Romeo and Juliet– theme love
The author, William Shakespeare, efficiently employs various events and characters in the play, Romeo and Juliet, to communicate that love dominates all. Through control of Act 2, Scene 2, also renowned as the ‘Terrace Scene’, Shakespeare successfully demonstrates how Romeo and Juliet’s love prevails over many things, in the play. Furthermore, Shakespeare portrays that/how the strength of Romeo’s love for his murdered good friend Mercutio, develops a desire for revenge in spite of potentially receiving death penalty; displaying that Romeo’s love for his pal dominates the worry of death.
Furthermore, the last scene likewise depicts how love accomplishments over the fear of death and how the Montague and Capulet moms and dads’ shared love for their kids, Romeo and Juliet, dismisses their ancient fight. Utilizing these events and characters, Shakespeare accentuates his main message that love conquers all. Shakespeare develops how Romeo and Juliet’s love for one another surmounts all, in the well-known ‘Terrace Scene’. Despite their parents being sworn opponents, Romeo privately goes to the Capulet estate to see his precious Juliet.
As both Romeo and Juliet stem from opposing families, they “deny thy father, and decline thy name” (Page 89; Act 2, Scene 2), by dishonourably overlooking all commitment to their parents to see each other; indicating that their loyalty to their household is inferior to their love for one another. In spite of if Juliet’s “kinsmen discover thee (Romeo) here they will murder thee” (Page 89; Act 2, Scene 2), Romeo is figured out to receive affirmation that Juliet’s feelings are shared.
Through this encounter of Romeo risking being killed in order to see his love Juliet, Shakespeare shows that their love has greater importance than the possibility of being seen and killed. Shakespeare effectively contributes Romeo and Juliet in the ‘Balconey Scene’ to promote that love dominates all. Through exploitation of Romeo, Shakespeare articulates how Romeo’s love for his slaughtered friend lead to a hunger for vengeance, in defiance of perhaps receiving the death sentence, showing that his love victories over the worry of death.

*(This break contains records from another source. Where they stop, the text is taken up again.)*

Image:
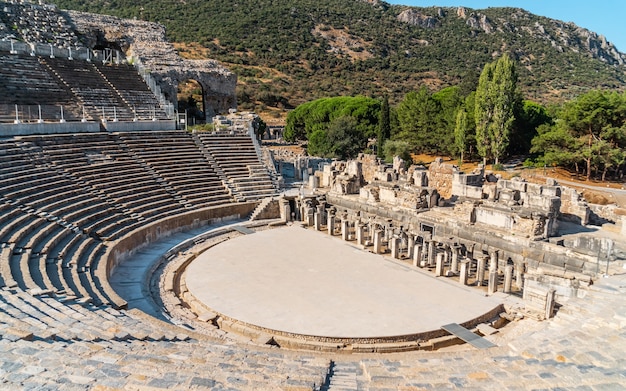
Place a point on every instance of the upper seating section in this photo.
(133, 89)
(25, 82)
(97, 91)
(65, 198)
(98, 96)
(36, 23)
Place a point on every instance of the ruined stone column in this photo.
(417, 256)
(508, 277)
(345, 229)
(439, 267)
(371, 233)
(493, 261)
(322, 211)
(492, 286)
(464, 272)
(480, 271)
(519, 275)
(360, 234)
(395, 247)
(410, 247)
(309, 216)
(431, 253)
(454, 267)
(378, 241)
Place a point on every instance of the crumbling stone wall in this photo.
(146, 43)
(369, 164)
(440, 176)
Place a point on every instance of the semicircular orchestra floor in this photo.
(300, 281)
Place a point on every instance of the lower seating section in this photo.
(237, 157)
(65, 198)
(64, 345)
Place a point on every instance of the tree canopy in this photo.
(335, 127)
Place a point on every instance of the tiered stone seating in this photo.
(237, 158)
(97, 95)
(133, 89)
(112, 172)
(174, 156)
(126, 350)
(26, 83)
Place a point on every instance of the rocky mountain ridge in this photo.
(286, 55)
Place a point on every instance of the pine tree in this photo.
(460, 132)
(496, 97)
(384, 126)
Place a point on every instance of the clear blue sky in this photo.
(606, 17)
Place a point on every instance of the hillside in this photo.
(288, 54)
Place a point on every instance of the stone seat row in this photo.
(60, 216)
(55, 81)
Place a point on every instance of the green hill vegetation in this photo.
(567, 108)
(288, 53)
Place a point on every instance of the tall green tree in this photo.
(588, 135)
(496, 97)
(417, 118)
(460, 133)
(384, 126)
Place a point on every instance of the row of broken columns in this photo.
(422, 249)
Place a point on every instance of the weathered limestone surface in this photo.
(145, 42)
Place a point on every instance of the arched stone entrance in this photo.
(218, 86)
(190, 98)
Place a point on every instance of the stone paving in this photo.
(582, 348)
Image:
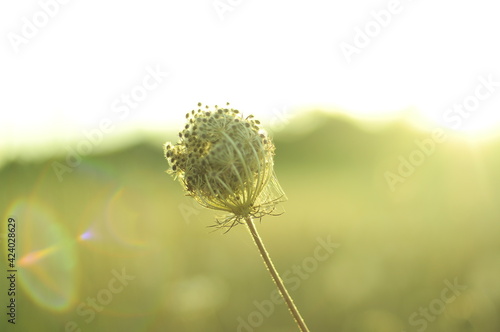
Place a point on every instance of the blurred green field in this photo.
(398, 251)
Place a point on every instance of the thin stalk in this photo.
(276, 277)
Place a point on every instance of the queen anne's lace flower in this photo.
(225, 162)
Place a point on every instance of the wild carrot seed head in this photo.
(225, 162)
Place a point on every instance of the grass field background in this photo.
(397, 251)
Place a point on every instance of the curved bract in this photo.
(225, 162)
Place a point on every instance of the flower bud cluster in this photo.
(225, 161)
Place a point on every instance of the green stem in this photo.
(276, 277)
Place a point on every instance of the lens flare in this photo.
(46, 266)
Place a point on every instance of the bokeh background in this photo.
(107, 241)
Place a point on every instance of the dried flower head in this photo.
(225, 162)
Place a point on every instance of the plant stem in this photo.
(276, 277)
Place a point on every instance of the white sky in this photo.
(265, 57)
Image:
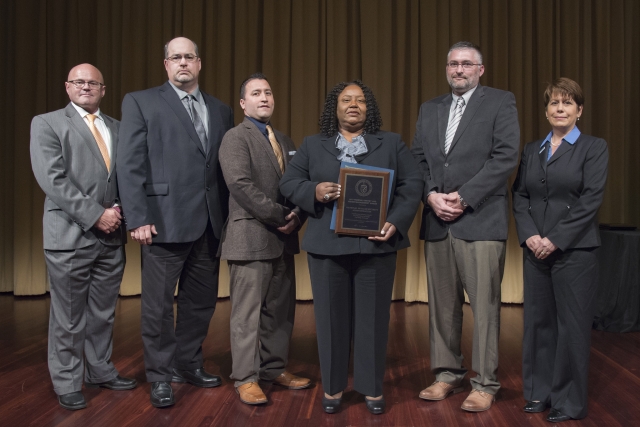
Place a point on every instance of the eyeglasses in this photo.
(465, 65)
(178, 58)
(79, 84)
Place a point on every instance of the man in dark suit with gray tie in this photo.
(259, 242)
(175, 200)
(466, 145)
(72, 152)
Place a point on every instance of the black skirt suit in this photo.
(559, 199)
(352, 277)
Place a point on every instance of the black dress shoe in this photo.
(72, 401)
(535, 407)
(198, 377)
(118, 383)
(376, 407)
(331, 406)
(161, 394)
(556, 416)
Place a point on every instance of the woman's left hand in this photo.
(545, 248)
(387, 231)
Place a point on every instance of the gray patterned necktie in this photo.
(197, 123)
(453, 124)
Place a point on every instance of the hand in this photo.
(144, 234)
(533, 242)
(545, 248)
(444, 206)
(109, 221)
(293, 223)
(387, 231)
(330, 189)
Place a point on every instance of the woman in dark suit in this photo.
(556, 197)
(352, 277)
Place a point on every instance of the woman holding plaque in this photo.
(556, 196)
(352, 276)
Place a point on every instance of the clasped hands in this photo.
(447, 207)
(329, 191)
(541, 247)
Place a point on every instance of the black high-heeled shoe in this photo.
(331, 406)
(376, 407)
(535, 407)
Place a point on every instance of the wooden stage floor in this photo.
(27, 397)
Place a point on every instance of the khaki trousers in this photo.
(455, 266)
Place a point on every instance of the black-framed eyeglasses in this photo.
(178, 58)
(465, 65)
(79, 84)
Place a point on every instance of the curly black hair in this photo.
(329, 122)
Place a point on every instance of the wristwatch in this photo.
(462, 202)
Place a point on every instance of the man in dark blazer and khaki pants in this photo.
(72, 152)
(466, 144)
(175, 200)
(259, 242)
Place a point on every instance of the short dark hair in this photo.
(254, 76)
(465, 45)
(328, 120)
(566, 88)
(166, 47)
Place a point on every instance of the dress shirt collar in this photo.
(571, 137)
(84, 112)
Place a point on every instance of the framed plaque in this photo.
(362, 206)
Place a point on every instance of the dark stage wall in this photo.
(305, 47)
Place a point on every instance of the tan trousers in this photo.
(455, 266)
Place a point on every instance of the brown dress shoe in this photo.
(251, 394)
(478, 401)
(439, 390)
(292, 382)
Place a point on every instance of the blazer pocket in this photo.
(157, 189)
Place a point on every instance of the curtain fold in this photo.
(398, 48)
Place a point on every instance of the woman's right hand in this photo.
(327, 192)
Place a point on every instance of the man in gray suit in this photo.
(259, 242)
(175, 199)
(466, 144)
(72, 152)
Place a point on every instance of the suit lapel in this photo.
(171, 97)
(262, 141)
(76, 122)
(373, 142)
(443, 120)
(474, 103)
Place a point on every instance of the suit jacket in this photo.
(483, 153)
(560, 199)
(166, 178)
(256, 207)
(69, 168)
(316, 161)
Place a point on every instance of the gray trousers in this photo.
(263, 303)
(455, 266)
(84, 291)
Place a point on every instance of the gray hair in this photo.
(465, 45)
(166, 47)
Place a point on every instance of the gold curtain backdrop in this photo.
(305, 47)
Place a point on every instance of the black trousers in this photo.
(196, 266)
(352, 298)
(559, 304)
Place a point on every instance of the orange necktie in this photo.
(101, 145)
(276, 148)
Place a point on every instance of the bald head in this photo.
(85, 87)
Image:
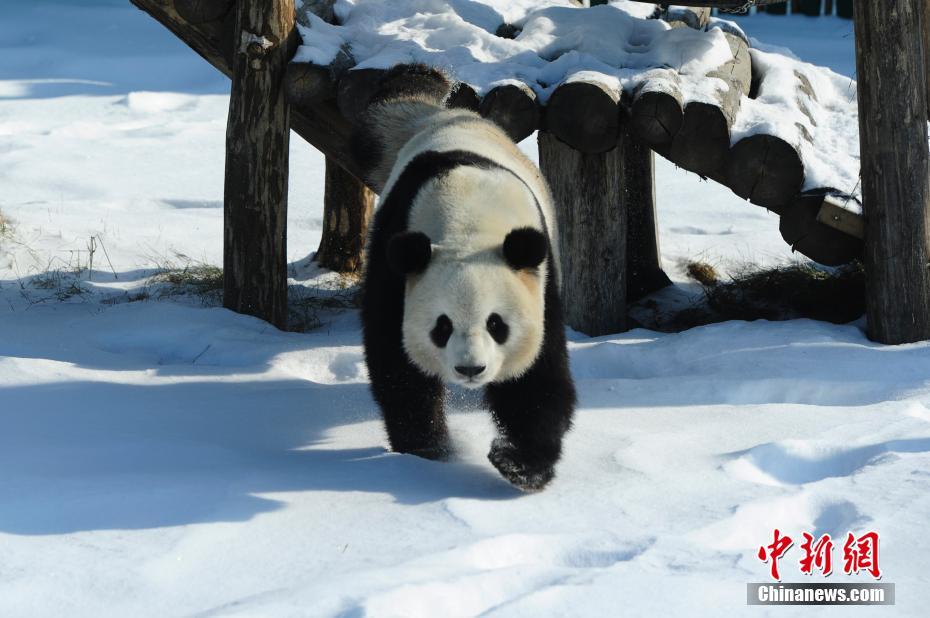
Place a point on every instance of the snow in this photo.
(165, 457)
(614, 44)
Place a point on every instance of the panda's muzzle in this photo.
(470, 371)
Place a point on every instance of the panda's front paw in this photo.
(521, 473)
(439, 452)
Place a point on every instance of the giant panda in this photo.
(461, 283)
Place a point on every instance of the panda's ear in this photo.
(525, 247)
(409, 252)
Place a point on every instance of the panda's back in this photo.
(490, 188)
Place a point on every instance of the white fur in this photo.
(467, 214)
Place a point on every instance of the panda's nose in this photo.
(469, 372)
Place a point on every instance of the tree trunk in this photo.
(644, 262)
(257, 140)
(895, 169)
(925, 40)
(597, 198)
(592, 220)
(347, 207)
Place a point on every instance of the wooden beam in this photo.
(347, 208)
(585, 114)
(319, 123)
(257, 147)
(895, 169)
(592, 221)
(925, 40)
(514, 107)
(702, 142)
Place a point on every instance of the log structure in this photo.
(588, 190)
(657, 109)
(895, 169)
(594, 149)
(703, 141)
(347, 208)
(514, 107)
(320, 124)
(585, 114)
(257, 147)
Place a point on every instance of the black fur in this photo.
(533, 412)
(409, 252)
(412, 80)
(525, 248)
(401, 82)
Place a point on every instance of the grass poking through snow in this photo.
(802, 290)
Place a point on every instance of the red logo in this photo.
(859, 554)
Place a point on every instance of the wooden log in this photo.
(717, 4)
(306, 84)
(764, 169)
(585, 114)
(644, 262)
(321, 124)
(324, 9)
(202, 11)
(355, 90)
(464, 96)
(702, 142)
(257, 143)
(800, 228)
(347, 208)
(588, 190)
(507, 31)
(811, 8)
(925, 41)
(657, 110)
(895, 170)
(844, 8)
(688, 17)
(834, 213)
(514, 107)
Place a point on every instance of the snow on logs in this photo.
(515, 107)
(202, 11)
(703, 141)
(686, 118)
(584, 113)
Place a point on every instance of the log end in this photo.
(585, 115)
(801, 229)
(764, 169)
(656, 118)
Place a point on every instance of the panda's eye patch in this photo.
(498, 328)
(442, 331)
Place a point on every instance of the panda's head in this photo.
(473, 318)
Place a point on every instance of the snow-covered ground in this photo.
(163, 458)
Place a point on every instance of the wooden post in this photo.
(895, 169)
(925, 40)
(347, 207)
(593, 202)
(644, 262)
(257, 140)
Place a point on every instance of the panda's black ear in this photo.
(525, 247)
(409, 252)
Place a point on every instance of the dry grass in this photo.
(189, 278)
(803, 290)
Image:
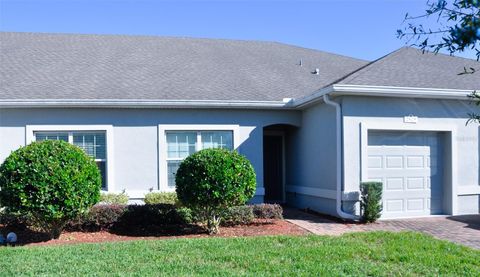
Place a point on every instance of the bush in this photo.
(371, 201)
(212, 180)
(114, 198)
(161, 198)
(268, 211)
(110, 217)
(99, 218)
(51, 182)
(238, 215)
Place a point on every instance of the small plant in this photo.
(238, 215)
(114, 198)
(371, 201)
(212, 180)
(161, 198)
(268, 211)
(51, 182)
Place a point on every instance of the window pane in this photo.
(92, 143)
(103, 173)
(217, 139)
(181, 144)
(41, 136)
(172, 170)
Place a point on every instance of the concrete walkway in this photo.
(459, 229)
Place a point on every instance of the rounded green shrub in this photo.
(51, 182)
(213, 180)
(371, 201)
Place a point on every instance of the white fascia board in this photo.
(383, 91)
(287, 103)
(389, 91)
(107, 103)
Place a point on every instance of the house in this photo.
(313, 124)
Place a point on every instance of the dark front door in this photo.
(273, 168)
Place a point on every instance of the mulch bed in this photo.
(259, 227)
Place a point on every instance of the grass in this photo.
(375, 253)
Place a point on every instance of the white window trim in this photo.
(162, 145)
(108, 129)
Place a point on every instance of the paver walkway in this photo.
(460, 229)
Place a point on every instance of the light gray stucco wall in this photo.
(136, 134)
(311, 179)
(431, 113)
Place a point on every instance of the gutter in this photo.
(382, 91)
(339, 129)
(138, 103)
(286, 103)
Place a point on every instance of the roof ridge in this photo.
(364, 69)
(186, 38)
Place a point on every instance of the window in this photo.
(181, 144)
(93, 143)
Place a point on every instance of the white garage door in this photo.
(410, 166)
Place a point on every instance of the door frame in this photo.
(278, 133)
(450, 189)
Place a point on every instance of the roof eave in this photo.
(382, 91)
(107, 103)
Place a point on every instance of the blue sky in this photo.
(364, 28)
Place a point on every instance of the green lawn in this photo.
(377, 253)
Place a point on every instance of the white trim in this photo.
(468, 190)
(384, 91)
(141, 103)
(162, 145)
(30, 137)
(390, 91)
(316, 96)
(421, 127)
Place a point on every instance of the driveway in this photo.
(463, 229)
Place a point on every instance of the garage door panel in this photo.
(394, 183)
(416, 204)
(415, 183)
(410, 167)
(393, 205)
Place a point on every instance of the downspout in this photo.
(339, 128)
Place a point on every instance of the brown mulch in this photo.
(257, 228)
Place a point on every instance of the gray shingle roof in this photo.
(72, 66)
(409, 67)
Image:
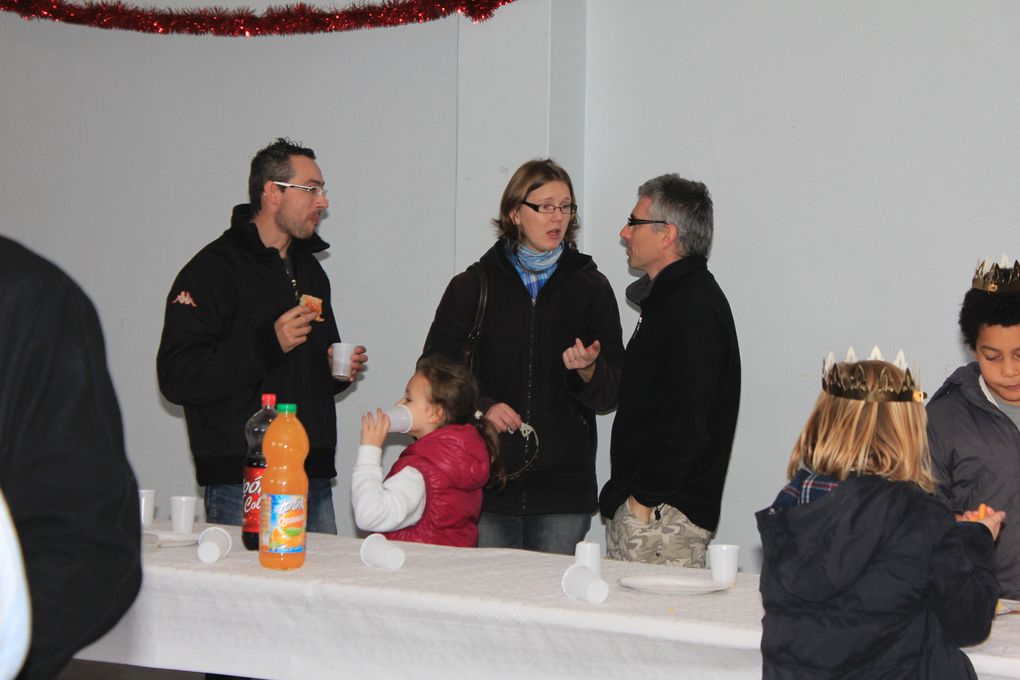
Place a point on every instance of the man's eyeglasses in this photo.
(633, 221)
(317, 191)
(549, 209)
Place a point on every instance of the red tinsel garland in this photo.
(298, 18)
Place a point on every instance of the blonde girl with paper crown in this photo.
(866, 574)
(432, 493)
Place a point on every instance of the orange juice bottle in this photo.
(285, 491)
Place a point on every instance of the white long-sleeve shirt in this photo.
(385, 506)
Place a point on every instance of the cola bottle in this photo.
(254, 467)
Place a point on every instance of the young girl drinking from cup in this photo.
(866, 574)
(432, 493)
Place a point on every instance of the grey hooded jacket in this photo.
(975, 449)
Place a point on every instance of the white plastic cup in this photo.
(579, 582)
(723, 561)
(400, 419)
(589, 555)
(213, 543)
(183, 513)
(342, 360)
(147, 505)
(378, 553)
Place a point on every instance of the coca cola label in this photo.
(252, 509)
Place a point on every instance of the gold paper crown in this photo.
(1001, 277)
(854, 384)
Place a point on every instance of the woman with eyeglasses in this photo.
(548, 358)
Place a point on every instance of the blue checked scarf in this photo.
(534, 267)
(806, 486)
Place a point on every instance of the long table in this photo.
(448, 613)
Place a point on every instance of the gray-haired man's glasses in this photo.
(317, 191)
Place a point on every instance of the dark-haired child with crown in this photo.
(867, 574)
(974, 418)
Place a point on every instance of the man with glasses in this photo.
(679, 388)
(235, 328)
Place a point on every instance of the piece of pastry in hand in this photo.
(313, 304)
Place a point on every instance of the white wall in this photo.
(860, 155)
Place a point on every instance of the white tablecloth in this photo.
(449, 613)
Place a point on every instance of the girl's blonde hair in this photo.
(848, 435)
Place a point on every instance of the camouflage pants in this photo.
(673, 539)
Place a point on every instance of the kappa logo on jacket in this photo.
(184, 298)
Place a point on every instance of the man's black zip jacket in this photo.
(219, 350)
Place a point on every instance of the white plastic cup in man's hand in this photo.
(213, 543)
(723, 561)
(183, 513)
(379, 553)
(589, 554)
(147, 505)
(580, 583)
(342, 360)
(400, 419)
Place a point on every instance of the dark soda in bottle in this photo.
(254, 467)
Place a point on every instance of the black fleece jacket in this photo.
(520, 363)
(679, 394)
(219, 350)
(874, 581)
(71, 492)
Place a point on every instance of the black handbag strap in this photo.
(467, 358)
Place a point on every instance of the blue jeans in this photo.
(223, 503)
(545, 533)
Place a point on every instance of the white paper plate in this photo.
(672, 585)
(171, 539)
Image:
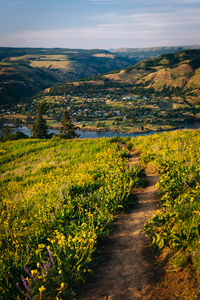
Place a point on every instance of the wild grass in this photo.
(177, 223)
(58, 199)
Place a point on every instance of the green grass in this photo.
(58, 199)
(177, 223)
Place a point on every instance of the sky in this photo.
(102, 24)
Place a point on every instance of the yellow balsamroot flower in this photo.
(42, 289)
(63, 285)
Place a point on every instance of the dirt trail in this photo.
(129, 267)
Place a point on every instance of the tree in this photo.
(39, 128)
(67, 131)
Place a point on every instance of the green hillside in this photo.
(26, 71)
(58, 199)
(174, 76)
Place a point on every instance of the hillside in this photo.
(26, 71)
(59, 199)
(174, 76)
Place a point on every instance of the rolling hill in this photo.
(173, 76)
(26, 71)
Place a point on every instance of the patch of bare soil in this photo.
(129, 267)
(130, 270)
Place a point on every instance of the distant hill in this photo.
(175, 76)
(26, 71)
(138, 54)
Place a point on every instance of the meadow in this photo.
(176, 225)
(58, 200)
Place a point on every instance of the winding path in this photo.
(129, 267)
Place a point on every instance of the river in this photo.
(109, 134)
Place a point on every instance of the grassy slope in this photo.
(175, 76)
(25, 72)
(176, 223)
(57, 200)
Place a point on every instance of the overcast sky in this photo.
(100, 24)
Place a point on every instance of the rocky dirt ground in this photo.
(131, 271)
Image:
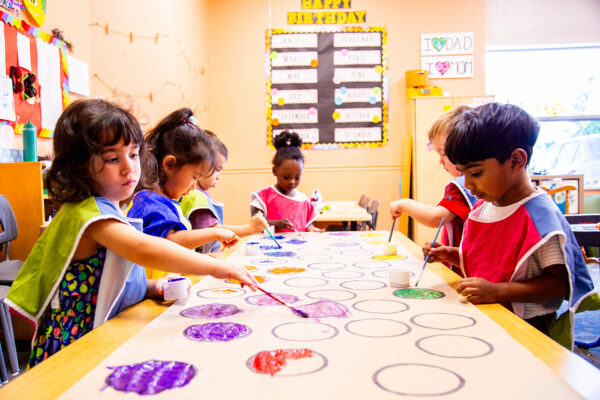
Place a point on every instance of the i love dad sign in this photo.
(439, 44)
(447, 55)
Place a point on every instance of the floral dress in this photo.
(77, 294)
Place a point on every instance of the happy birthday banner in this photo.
(447, 55)
(329, 87)
(346, 16)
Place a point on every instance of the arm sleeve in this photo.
(455, 202)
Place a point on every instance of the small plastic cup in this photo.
(176, 288)
(399, 278)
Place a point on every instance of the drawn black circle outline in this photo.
(327, 269)
(330, 290)
(238, 310)
(219, 341)
(362, 280)
(412, 320)
(351, 277)
(375, 312)
(243, 292)
(408, 327)
(461, 380)
(335, 331)
(325, 363)
(286, 282)
(490, 346)
(306, 257)
(364, 252)
(380, 264)
(303, 250)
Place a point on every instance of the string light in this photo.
(129, 35)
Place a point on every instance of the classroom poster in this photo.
(448, 55)
(329, 87)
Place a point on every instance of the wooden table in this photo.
(344, 212)
(52, 377)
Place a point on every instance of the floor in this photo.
(587, 328)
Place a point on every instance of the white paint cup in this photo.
(252, 248)
(176, 288)
(390, 249)
(399, 278)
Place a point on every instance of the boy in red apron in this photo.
(517, 248)
(457, 202)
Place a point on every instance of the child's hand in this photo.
(437, 252)
(229, 270)
(282, 224)
(312, 228)
(396, 208)
(225, 236)
(258, 223)
(478, 290)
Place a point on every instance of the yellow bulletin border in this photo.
(384, 88)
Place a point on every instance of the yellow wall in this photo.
(224, 41)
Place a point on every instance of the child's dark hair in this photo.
(81, 133)
(492, 130)
(179, 136)
(288, 147)
(218, 146)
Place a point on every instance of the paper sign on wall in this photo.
(448, 66)
(448, 55)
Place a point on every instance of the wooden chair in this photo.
(8, 268)
(373, 210)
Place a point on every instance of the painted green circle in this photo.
(418, 293)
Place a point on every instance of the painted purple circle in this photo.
(210, 311)
(264, 300)
(151, 377)
(281, 254)
(216, 332)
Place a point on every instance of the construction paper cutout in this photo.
(418, 293)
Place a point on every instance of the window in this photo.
(561, 87)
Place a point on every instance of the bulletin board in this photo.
(46, 59)
(330, 87)
(363, 340)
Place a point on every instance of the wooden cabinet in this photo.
(428, 177)
(22, 185)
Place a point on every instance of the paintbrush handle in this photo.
(427, 258)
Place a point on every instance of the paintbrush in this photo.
(273, 237)
(392, 230)
(295, 310)
(427, 258)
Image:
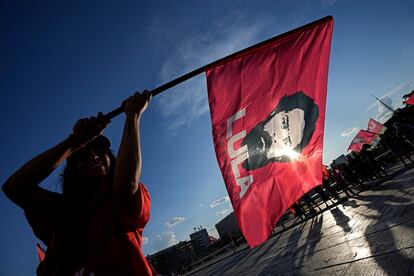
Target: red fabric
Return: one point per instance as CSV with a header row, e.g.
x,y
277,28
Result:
x,y
325,172
112,243
40,252
362,137
410,100
375,126
243,92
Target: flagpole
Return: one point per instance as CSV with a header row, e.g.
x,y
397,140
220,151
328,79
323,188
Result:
x,y
387,106
200,70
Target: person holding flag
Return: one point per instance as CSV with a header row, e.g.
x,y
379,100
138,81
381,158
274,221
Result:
x,y
95,226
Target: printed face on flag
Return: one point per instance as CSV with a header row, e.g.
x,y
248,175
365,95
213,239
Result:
x,y
284,133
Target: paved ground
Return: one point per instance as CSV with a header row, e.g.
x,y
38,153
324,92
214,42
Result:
x,y
369,234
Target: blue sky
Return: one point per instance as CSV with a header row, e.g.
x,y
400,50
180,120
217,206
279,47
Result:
x,y
62,61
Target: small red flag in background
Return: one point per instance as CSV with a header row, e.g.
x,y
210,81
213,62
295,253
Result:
x,y
375,126
362,137
268,110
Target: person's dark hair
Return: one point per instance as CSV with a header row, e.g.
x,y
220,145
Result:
x,y
258,141
71,182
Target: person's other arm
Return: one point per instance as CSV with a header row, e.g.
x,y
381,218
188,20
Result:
x,y
128,164
23,186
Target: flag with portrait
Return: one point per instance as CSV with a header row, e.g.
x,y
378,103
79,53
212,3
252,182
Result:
x,y
268,110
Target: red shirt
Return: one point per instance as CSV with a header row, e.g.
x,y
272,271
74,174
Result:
x,y
108,242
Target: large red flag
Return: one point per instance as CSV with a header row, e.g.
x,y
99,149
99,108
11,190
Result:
x,y
375,126
410,100
268,110
41,253
362,137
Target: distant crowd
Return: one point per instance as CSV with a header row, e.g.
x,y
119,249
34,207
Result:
x,y
344,180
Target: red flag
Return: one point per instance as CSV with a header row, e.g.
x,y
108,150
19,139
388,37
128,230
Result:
x,y
267,109
362,137
410,100
374,126
325,172
41,253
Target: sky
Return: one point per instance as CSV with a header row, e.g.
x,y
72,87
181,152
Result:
x,y
64,60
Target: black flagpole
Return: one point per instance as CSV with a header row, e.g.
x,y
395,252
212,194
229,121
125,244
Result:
x,y
200,70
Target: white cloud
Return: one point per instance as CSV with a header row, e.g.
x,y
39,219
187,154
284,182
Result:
x,y
174,221
383,112
164,240
188,101
144,240
349,132
219,201
222,212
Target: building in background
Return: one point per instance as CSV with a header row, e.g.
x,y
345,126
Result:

As a good friend of Romeo’s, Mercutio supports the Montague’s in the ancient feud. An example of Mercutio safeguarding the Montague’s is when Tybalt, a member of the loathed Capulet household, abuses Romeo and Mercutio steps in on Romeo’s behalf. Attempting to bring back peace, Romeo gets in between the 2 combatants and Mercutio “hath got his mortal hurt” (Page 149; Act 3, Scene 1) on Romeo’s account. In spite of his “life shall pay the surrender of peace” (page 17; Act 1, Scene 1), Romeo looks for vengeance on Tybalt as he loves his killed buddy.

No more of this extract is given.